Nel 2024, i cittadini nordcoreani avevano effettuato circa 13 mila viaggi in Russia, un numero12 volte più alto rispetto a quello dell'anno precedente. Secondo l'FSB, nella seconda metà dell'anno era stato registrato un forte aumento degli arrivi per motivi di studio, nonostante le quote di studenti stranieri nelle università russe fossero rimaste invariate.

I numeri sembrano essere cresciuti a dismisura proprio nei mesi precedenti a ottobre, quando i servizi di intelligence sudcoreani e ucraini hanno denunciato l’arrivo di truppe di Pyongyang per combattere al fianco dei russi. Si stima che Kim Jong Un abbia fornito all’esercito di Putin fino a 15 mila uomini (oltre 4 mila sarebbero poi morti in battaglia), successivamente schierati nella regione russa di Kursk per scacciare i soldati di Kiev che ad agosto avevano lanciato un’offensiva a sorpresa. La cronaca di guerra delle ultime settimane ha però evidenziato una pesante sconfitta delle truppe di Zelensky in Russia.
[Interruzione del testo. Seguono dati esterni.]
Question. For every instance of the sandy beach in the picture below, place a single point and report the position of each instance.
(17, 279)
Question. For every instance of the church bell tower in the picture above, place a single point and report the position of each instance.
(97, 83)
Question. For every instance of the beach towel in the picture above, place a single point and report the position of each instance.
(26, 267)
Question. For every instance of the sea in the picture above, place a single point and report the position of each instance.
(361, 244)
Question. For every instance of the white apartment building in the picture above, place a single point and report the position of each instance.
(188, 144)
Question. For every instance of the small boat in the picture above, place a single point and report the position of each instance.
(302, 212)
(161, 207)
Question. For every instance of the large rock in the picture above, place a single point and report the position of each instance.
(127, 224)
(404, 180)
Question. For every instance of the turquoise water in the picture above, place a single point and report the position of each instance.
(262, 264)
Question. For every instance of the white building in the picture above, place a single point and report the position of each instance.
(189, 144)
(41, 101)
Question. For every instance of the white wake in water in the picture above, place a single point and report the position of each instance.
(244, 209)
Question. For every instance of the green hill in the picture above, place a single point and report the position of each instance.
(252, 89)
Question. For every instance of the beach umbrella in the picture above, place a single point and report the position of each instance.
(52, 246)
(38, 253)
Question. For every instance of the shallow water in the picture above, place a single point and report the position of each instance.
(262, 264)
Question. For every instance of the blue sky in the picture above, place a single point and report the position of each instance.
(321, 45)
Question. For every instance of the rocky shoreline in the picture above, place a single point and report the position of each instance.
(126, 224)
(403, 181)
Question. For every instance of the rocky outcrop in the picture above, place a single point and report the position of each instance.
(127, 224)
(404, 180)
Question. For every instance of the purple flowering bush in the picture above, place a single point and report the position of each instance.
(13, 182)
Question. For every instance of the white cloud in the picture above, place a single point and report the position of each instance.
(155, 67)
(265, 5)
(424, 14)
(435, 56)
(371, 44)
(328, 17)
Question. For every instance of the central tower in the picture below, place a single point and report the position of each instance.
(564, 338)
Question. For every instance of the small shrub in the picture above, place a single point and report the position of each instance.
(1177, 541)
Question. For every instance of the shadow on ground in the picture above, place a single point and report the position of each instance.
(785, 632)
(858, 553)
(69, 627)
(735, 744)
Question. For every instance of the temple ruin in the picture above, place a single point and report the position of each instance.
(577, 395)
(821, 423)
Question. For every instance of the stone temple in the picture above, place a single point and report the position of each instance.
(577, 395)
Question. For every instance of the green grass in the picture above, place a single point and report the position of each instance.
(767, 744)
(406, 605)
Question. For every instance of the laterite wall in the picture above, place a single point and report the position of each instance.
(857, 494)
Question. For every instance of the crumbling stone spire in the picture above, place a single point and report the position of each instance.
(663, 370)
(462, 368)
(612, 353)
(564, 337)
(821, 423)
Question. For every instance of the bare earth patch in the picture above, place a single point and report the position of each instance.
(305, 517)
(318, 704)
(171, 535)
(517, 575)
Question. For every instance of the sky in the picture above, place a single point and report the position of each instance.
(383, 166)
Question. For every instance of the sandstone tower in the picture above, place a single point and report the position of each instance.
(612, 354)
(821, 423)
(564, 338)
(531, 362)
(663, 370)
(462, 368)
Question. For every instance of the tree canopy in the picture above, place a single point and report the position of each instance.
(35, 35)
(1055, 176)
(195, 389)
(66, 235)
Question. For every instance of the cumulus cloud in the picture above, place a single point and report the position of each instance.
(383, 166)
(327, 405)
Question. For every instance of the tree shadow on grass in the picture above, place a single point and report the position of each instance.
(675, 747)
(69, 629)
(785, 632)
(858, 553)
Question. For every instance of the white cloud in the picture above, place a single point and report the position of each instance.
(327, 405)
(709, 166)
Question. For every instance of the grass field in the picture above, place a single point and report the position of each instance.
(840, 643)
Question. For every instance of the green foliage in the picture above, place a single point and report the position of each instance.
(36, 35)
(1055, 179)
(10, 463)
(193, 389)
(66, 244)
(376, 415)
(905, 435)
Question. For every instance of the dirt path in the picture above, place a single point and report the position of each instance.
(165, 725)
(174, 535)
Motivo che ha spinto Pyongyang e Mosca ad ammettere l’impiego di soldati asiatici, dopo mesi di silenzio.

Alla fine di aprile 2025, Pyongyang ha dichiarato per la prima volta di aver inviato i soldati per combattere nel Kursk. Di fatto, Kim Jong Un è intervenuto a sostegno di Mosca in base al trattato di mutua difesa siglato con Vladimir Putin a giugno dello scorso anno.

«Le operazioni di liberazione della regione di Kursk per respingere l'invasione della Russia da parte delle forze ucraine si sono concluse trionfalmente», hanno spiegato le autorità nordcoreane, con Kim che è arrivato a descrivere l’impresa militare come una «missione sacra» per «consolidare ulteriormente» l'amicizia e la solidarietà con la Russia e «difendere l'onore» della Corea del Nord.

Al leader nordcoreano ha poi fatto eco il presidente russo Vladimir Putin, il quale ha ringraziato ufficialmente i combattenti di Pyongyang per aver preso parte alla «liberazione della regione di Kursk» dalle truppe d'invasione ucraine, definendoli degli «eroi».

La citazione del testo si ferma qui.